You cannot love something that you are not in a relationship with.  Love requires exchange.  A belief that you are worthy of being with the other and there is a place for your presence when you are together that adds to the goodness in a space you share.  It's that you are actively co-creating with the object of your affection; not just observing in awe or trying to please it.  Without that relationship and presence of yourself in it - the experience of simply pouring affection or energy of any kind onto someone or something is more an experience of adoration rather than love.  We adore people and things from whom we expect nothing of and have no exchanges with.  But we love people with whom we share exchanges with and with whom their is a balance of giving and getting.

The problem the professor speaks of is about how the students believe that humans do nothing but consume and destroy the earth.  She believes that if we believe that and hold to the stance that we are unworthy and don't see how the earth loves you back then you'll be hard pressed to love it well and be in a healthy relationship with it. 
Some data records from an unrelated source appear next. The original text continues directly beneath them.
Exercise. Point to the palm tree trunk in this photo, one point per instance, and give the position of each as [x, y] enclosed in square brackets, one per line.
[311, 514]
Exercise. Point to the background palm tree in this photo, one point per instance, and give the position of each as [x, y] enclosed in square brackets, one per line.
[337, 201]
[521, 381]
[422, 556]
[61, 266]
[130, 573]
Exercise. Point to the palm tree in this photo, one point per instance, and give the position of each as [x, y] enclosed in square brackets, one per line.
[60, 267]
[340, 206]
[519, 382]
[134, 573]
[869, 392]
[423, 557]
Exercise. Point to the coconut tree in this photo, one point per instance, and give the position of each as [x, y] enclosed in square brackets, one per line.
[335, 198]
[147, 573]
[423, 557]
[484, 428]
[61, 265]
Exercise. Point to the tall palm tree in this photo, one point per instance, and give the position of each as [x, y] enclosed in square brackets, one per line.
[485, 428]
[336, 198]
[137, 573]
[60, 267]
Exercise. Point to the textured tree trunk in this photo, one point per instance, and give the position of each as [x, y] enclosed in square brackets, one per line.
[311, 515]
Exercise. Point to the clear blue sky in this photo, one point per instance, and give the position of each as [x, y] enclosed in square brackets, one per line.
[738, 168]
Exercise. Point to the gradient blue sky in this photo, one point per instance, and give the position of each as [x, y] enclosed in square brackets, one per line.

This has a lot of parallels for me.  It feels so much safer and more natural to adore and appreciate from a distance rather than argue with my shame gremlins and take the risk of being whole, transparent and give away precious parts of my soul without knowing how it will be received or if it will be returned by the one I love.  That is scary.

So today I am asking myself the question, Does it love you?  My it is a more broad concept of a spiritual universe I like to picture and even more simply, just life itself.  Do I believe life loves me?  The realist in me thinks there is no way to know if life really loves me...waiting for a message in the sky or visit from some spiritual source is not something I can count on.  And if I were to just choose to believe that, who could prove me wrong?  What harm could it do? 

I think none. 

So, it has been decided.  Life loves me.

Today I do not really believe that in my core but I am going to try to.  I am going to make a sincere effort.  In fact, I will write it on my hand.  That's solid.  Or perhaps it's just as solid as I can be today.